Note: (a) includes the kelurahan of Tempino. (b) The 2010 population of the new Bahar Selatan and Bahar Utara districts are included with that of the existing Sungai Bahar District in the far southwest of the regency, from which they were cut out.
(c) includes the kelurahan of Tanjung. (d) includes the kelurahan of Jambi Kecil.
(e) The 2010 population of the new Taman Rajo District is included with that of the existing Maro Sebo District, from which it was cut out. (f) includes the kelurahan of Pijoan.
(g) except the village (desa) of Maro Sebo, which has a post code of 36382. (h) includes the kelurahan of Sengeti.

While Jambi Luar Kota District includes the western suburbs of Jambi city, four other districts immediately adjoin the city on its other sides, notably Kumpeh Ulu District on its east side, Sungai Gelam District to its southeast and Mestong District to its south; the Batang Hari River borders the city on its north side, separating it from Maro Sebo District.

==Archaeology==
Located within this regency, the Muaro Jambi Temple Compounds is one of the largest archaeological complex in Sumatra.

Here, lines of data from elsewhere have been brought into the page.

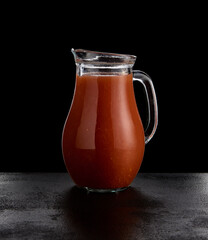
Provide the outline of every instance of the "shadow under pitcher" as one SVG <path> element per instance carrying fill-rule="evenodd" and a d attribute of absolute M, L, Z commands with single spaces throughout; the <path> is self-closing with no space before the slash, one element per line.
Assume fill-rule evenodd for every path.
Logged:
<path fill-rule="evenodd" d="M 117 192 L 136 177 L 145 144 L 158 123 L 157 99 L 150 77 L 132 70 L 136 56 L 72 49 L 76 85 L 63 134 L 66 168 L 79 187 Z M 148 125 L 144 131 L 133 81 L 144 86 Z"/>

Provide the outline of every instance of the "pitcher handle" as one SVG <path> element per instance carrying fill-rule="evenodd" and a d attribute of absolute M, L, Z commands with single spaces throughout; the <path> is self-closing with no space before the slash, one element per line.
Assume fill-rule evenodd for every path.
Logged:
<path fill-rule="evenodd" d="M 158 124 L 157 98 L 151 78 L 142 71 L 133 70 L 133 81 L 142 83 L 147 96 L 148 104 L 148 124 L 145 129 L 145 144 L 148 143 L 155 134 Z"/>

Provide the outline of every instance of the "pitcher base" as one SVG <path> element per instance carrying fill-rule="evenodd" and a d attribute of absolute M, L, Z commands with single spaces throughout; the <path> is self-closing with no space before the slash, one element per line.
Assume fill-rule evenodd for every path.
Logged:
<path fill-rule="evenodd" d="M 89 188 L 89 187 L 82 187 L 88 192 L 94 192 L 94 193 L 117 193 L 124 191 L 128 187 L 122 187 L 122 188 L 115 188 L 115 189 L 95 189 L 95 188 Z"/>

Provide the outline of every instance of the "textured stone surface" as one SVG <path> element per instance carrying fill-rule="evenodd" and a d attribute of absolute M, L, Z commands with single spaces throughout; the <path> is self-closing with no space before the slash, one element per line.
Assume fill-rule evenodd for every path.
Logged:
<path fill-rule="evenodd" d="M 0 239 L 208 239 L 208 174 L 140 173 L 98 194 L 67 173 L 0 173 Z"/>

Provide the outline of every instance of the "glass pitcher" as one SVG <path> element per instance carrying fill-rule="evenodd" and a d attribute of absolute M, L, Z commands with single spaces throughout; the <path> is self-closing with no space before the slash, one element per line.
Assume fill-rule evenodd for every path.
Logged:
<path fill-rule="evenodd" d="M 132 70 L 136 56 L 72 49 L 76 85 L 67 116 L 62 152 L 66 168 L 79 187 L 94 192 L 127 188 L 142 163 L 145 143 L 158 122 L 150 77 Z M 144 131 L 133 81 L 144 86 L 148 125 Z"/>

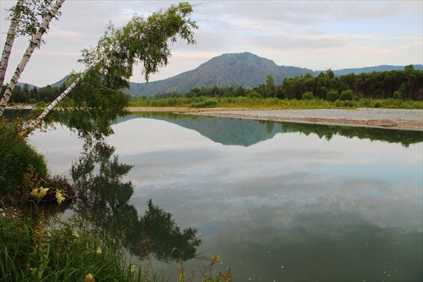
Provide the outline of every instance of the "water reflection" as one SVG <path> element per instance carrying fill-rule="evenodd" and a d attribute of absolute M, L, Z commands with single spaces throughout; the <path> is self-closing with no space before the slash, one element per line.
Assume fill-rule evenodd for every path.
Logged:
<path fill-rule="evenodd" d="M 118 119 L 118 122 L 140 116 L 166 121 L 192 129 L 211 140 L 225 145 L 248 147 L 271 139 L 277 133 L 300 133 L 306 135 L 316 134 L 328 141 L 334 135 L 341 135 L 348 138 L 358 137 L 372 141 L 400 143 L 405 147 L 423 142 L 423 132 L 421 131 L 197 117 L 169 113 L 140 112 Z"/>
<path fill-rule="evenodd" d="M 163 213 L 154 202 L 171 212 L 180 226 L 197 228 L 203 242 L 197 252 L 219 255 L 219 271 L 231 268 L 235 281 L 422 281 L 421 133 L 381 130 L 378 135 L 374 129 L 360 133 L 355 128 L 164 116 L 169 121 L 133 116 L 113 125 L 116 135 L 107 142 L 120 160 L 133 166 L 120 178 L 132 183 L 130 201 L 114 201 L 132 212 L 123 213 L 127 219 L 114 219 L 118 212 L 102 201 L 120 196 L 94 194 L 106 212 L 96 212 L 102 214 L 98 219 L 85 212 L 88 216 L 136 227 L 145 215 L 156 222 L 152 215 Z M 206 131 L 180 126 L 175 118 L 197 128 L 212 127 L 213 121 L 220 126 L 206 137 Z M 237 126 L 244 128 L 240 136 Z M 68 161 L 70 152 L 79 156 L 76 149 L 61 149 L 70 144 L 64 131 L 33 137 L 49 150 L 46 155 L 54 168 Z M 106 162 L 113 162 L 109 154 Z M 88 186 L 100 171 L 99 162 L 93 163 Z M 136 217 L 135 212 L 146 209 L 155 212 Z M 154 231 L 161 235 L 163 228 L 134 228 L 137 234 L 155 234 L 142 237 L 134 253 L 142 255 L 145 243 L 159 244 L 148 238 L 159 237 Z M 170 247 L 164 245 L 166 254 Z M 177 281 L 175 264 L 156 269 L 164 267 L 166 276 L 176 272 L 169 281 Z M 198 264 L 191 259 L 184 268 L 198 271 Z"/>
<path fill-rule="evenodd" d="M 123 178 L 132 166 L 119 162 L 114 148 L 103 142 L 90 143 L 71 168 L 78 192 L 75 213 L 90 222 L 104 240 L 123 246 L 140 259 L 153 255 L 164 262 L 194 257 L 201 243 L 197 230 L 180 231 L 170 213 L 148 202 L 138 219 L 129 204 L 134 187 Z"/>

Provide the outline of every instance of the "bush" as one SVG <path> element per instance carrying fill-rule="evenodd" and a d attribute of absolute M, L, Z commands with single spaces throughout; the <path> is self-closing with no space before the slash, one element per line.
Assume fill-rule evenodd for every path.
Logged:
<path fill-rule="evenodd" d="M 312 100 L 313 99 L 314 99 L 314 94 L 312 92 L 308 91 L 307 92 L 303 93 L 302 95 L 301 95 L 301 99 L 302 99 L 303 100 Z"/>
<path fill-rule="evenodd" d="M 396 91 L 393 92 L 393 96 L 392 97 L 395 100 L 400 100 L 403 99 L 401 97 L 401 93 L 399 91 Z"/>
<path fill-rule="evenodd" d="M 331 90 L 326 93 L 326 100 L 330 102 L 335 102 L 339 98 L 338 91 Z"/>
<path fill-rule="evenodd" d="M 352 101 L 354 99 L 352 90 L 348 90 L 341 92 L 341 95 L 339 96 L 339 99 L 341 101 Z"/>
<path fill-rule="evenodd" d="M 0 216 L 2 281 L 149 280 L 142 277 L 140 266 L 125 263 L 119 248 L 102 241 L 80 219 L 74 216 L 65 223 L 55 219 L 49 223 L 37 214 Z"/>
<path fill-rule="evenodd" d="M 48 176 L 44 157 L 26 143 L 20 130 L 18 122 L 0 121 L 0 198 L 13 200 Z"/>
<path fill-rule="evenodd" d="M 190 106 L 192 108 L 216 108 L 217 104 L 218 102 L 216 100 L 207 99 L 204 102 L 192 103 Z"/>

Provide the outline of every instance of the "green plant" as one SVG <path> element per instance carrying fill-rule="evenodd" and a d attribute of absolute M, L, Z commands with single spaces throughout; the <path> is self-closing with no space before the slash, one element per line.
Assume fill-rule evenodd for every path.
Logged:
<path fill-rule="evenodd" d="M 352 90 L 348 90 L 342 91 L 339 95 L 339 99 L 341 101 L 352 101 L 354 99 Z"/>
<path fill-rule="evenodd" d="M 216 264 L 221 261 L 221 257 L 219 255 L 211 257 L 207 259 L 209 262 L 208 265 L 204 265 L 202 266 L 202 269 L 201 270 L 201 274 L 202 276 L 202 282 L 232 282 L 233 281 L 233 278 L 232 277 L 232 273 L 231 272 L 231 269 L 228 269 L 228 271 L 220 271 L 218 274 L 216 274 L 216 271 L 214 270 L 214 267 Z M 183 263 L 182 260 L 180 261 L 179 264 L 179 269 L 178 269 L 178 282 L 185 282 L 186 278 L 186 274 L 184 271 L 183 269 Z M 195 276 L 195 271 L 191 272 L 191 276 L 188 278 L 188 281 L 191 281 L 193 280 L 194 276 Z"/>
<path fill-rule="evenodd" d="M 26 143 L 19 121 L 0 121 L 0 197 L 17 200 L 48 176 L 44 157 Z M 31 183 L 32 184 L 31 184 Z"/>
<path fill-rule="evenodd" d="M 302 99 L 303 100 L 312 100 L 313 99 L 314 99 L 314 95 L 313 94 L 312 92 L 308 91 L 307 92 L 303 93 L 302 95 L 301 95 L 301 99 Z"/>
<path fill-rule="evenodd" d="M 0 229 L 2 281 L 149 280 L 140 266 L 125 263 L 119 247 L 99 240 L 75 216 L 63 222 L 42 211 L 19 217 L 8 213 L 0 216 Z"/>
<path fill-rule="evenodd" d="M 207 99 L 199 103 L 193 103 L 190 106 L 192 108 L 216 108 L 217 104 L 218 102 L 216 100 Z"/>
<path fill-rule="evenodd" d="M 401 93 L 399 91 L 396 91 L 393 92 L 393 95 L 392 97 L 396 100 L 400 100 L 403 99 Z"/>
<path fill-rule="evenodd" d="M 339 98 L 338 91 L 331 90 L 326 93 L 326 100 L 330 102 L 335 102 Z"/>

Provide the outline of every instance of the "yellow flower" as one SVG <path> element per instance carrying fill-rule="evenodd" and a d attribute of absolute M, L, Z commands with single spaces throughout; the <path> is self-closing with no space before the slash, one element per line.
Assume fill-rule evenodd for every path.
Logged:
<path fill-rule="evenodd" d="M 210 259 L 212 260 L 220 260 L 220 256 L 216 255 L 216 257 L 210 257 Z"/>
<path fill-rule="evenodd" d="M 61 204 L 65 200 L 64 192 L 60 189 L 56 190 L 56 200 L 58 204 Z"/>
<path fill-rule="evenodd" d="M 49 190 L 49 188 L 43 188 L 42 186 L 39 188 L 34 188 L 31 191 L 31 196 L 34 197 L 37 202 L 39 202 L 46 195 Z"/>
<path fill-rule="evenodd" d="M 95 279 L 94 278 L 92 274 L 88 274 L 85 275 L 85 277 L 84 278 L 84 282 L 95 282 Z"/>

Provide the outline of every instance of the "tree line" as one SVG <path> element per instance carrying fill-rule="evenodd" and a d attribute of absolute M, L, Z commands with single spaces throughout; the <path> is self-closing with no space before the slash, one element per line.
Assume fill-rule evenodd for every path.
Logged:
<path fill-rule="evenodd" d="M 405 100 L 423 99 L 423 70 L 416 70 L 412 65 L 403 70 L 374 71 L 356 75 L 336 76 L 331 70 L 320 73 L 317 76 L 305 75 L 285 78 L 276 85 L 271 75 L 264 83 L 252 89 L 241 86 L 219 87 L 194 87 L 188 92 L 170 92 L 157 94 L 155 98 L 171 97 L 237 97 L 278 98 L 329 101 L 352 100 L 362 98 Z"/>
<path fill-rule="evenodd" d="M 1 93 L 7 85 L 1 87 Z M 44 87 L 30 87 L 27 84 L 16 85 L 13 89 L 9 103 L 35 104 L 38 102 L 51 102 L 66 90 L 63 83 L 60 86 L 47 85 Z"/>

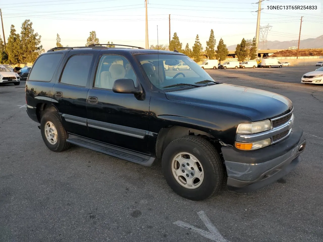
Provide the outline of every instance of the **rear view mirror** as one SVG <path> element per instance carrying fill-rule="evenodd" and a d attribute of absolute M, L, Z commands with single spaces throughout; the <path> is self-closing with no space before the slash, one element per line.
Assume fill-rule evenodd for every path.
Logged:
<path fill-rule="evenodd" d="M 165 61 L 165 65 L 168 66 L 176 66 L 180 64 L 180 62 L 177 60 L 167 60 Z"/>
<path fill-rule="evenodd" d="M 112 90 L 117 93 L 141 93 L 139 89 L 135 86 L 133 80 L 127 78 L 117 79 L 115 81 Z"/>

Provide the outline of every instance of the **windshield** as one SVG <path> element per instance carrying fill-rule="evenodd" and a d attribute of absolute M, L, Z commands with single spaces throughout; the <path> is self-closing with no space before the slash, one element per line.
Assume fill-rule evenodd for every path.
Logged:
<path fill-rule="evenodd" d="M 10 70 L 5 67 L 0 67 L 0 72 L 10 71 Z"/>
<path fill-rule="evenodd" d="M 159 56 L 156 54 L 148 54 L 137 55 L 136 57 L 149 80 L 160 89 L 172 88 L 164 87 L 179 83 L 195 85 L 206 80 L 214 81 L 199 66 L 186 55 L 161 54 Z M 178 65 L 179 62 L 182 63 L 180 66 Z M 169 66 L 166 70 L 164 63 Z"/>

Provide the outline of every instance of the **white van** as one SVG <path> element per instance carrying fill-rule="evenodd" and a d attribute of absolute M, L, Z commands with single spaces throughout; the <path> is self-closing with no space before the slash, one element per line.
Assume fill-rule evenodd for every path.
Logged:
<path fill-rule="evenodd" d="M 261 67 L 279 67 L 281 68 L 282 64 L 276 59 L 263 58 L 261 60 Z"/>
<path fill-rule="evenodd" d="M 222 65 L 220 65 L 219 68 L 220 69 L 226 69 L 227 68 L 234 68 L 238 69 L 240 66 L 240 63 L 238 61 L 227 61 Z"/>
<path fill-rule="evenodd" d="M 240 64 L 240 68 L 242 69 L 245 68 L 255 68 L 258 65 L 257 62 L 255 61 L 243 61 Z"/>
<path fill-rule="evenodd" d="M 203 69 L 217 69 L 218 65 L 217 60 L 208 60 L 199 66 Z"/>

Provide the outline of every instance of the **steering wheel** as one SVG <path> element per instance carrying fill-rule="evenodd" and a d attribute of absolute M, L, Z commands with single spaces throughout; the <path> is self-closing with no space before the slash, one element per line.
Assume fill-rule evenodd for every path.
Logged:
<path fill-rule="evenodd" d="M 174 78 L 176 78 L 179 75 L 182 75 L 183 77 L 185 77 L 185 75 L 184 75 L 183 73 L 182 72 L 180 72 L 174 76 L 173 77 L 173 79 Z"/>

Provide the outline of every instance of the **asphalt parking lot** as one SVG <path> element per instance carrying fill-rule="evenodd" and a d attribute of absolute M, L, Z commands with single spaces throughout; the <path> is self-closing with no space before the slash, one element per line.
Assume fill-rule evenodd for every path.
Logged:
<path fill-rule="evenodd" d="M 274 184 L 200 202 L 174 193 L 160 164 L 50 151 L 26 112 L 25 82 L 0 86 L 0 241 L 323 241 L 323 85 L 300 83 L 315 69 L 207 71 L 290 99 L 307 144 L 302 161 Z"/>

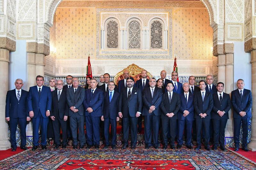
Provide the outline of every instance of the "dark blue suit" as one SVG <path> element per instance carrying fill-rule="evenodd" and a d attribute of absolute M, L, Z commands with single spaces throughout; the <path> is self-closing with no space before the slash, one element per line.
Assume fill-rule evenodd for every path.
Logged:
<path fill-rule="evenodd" d="M 162 89 L 155 87 L 152 98 L 151 89 L 149 87 L 146 88 L 142 92 L 143 105 L 142 115 L 144 116 L 145 143 L 149 147 L 151 146 L 151 131 L 153 130 L 154 145 L 156 147 L 159 144 L 158 135 L 161 115 L 160 105 L 162 101 Z M 151 106 L 155 106 L 156 109 L 151 113 L 149 113 L 148 111 Z"/>
<path fill-rule="evenodd" d="M 231 102 L 234 108 L 234 141 L 236 147 L 239 147 L 239 135 L 241 122 L 243 127 L 243 147 L 247 146 L 249 121 L 252 117 L 251 109 L 252 104 L 251 90 L 244 89 L 242 99 L 240 96 L 240 91 L 237 89 L 231 92 Z M 246 114 L 243 117 L 239 114 L 242 111 L 246 112 Z"/>
<path fill-rule="evenodd" d="M 28 96 L 28 112 L 33 111 L 34 117 L 32 119 L 33 124 L 33 145 L 39 145 L 38 130 L 41 129 L 41 144 L 46 144 L 47 126 L 49 118 L 46 116 L 46 111 L 52 108 L 52 93 L 49 87 L 42 86 L 41 94 L 38 95 L 36 86 L 29 88 Z"/>
<path fill-rule="evenodd" d="M 225 128 L 228 119 L 228 111 L 231 108 L 231 101 L 229 95 L 223 92 L 222 100 L 220 101 L 217 93 L 212 94 L 213 107 L 212 111 L 211 116 L 213 127 L 213 142 L 217 146 L 220 142 L 220 146 L 224 147 L 225 140 Z M 217 112 L 219 111 L 225 112 L 225 114 L 220 117 Z"/>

The archaeological site is located some 22 km downstream from the modern capital, on the opposite bank, it has the ancient Hindu Candi and Menapo or brick-built temples and canals. Restoration of three main structures Candi Tinggi, Candi Gumpung and Candi Kedaton, the last with an unusual fill of small white river pebbles, has been completed.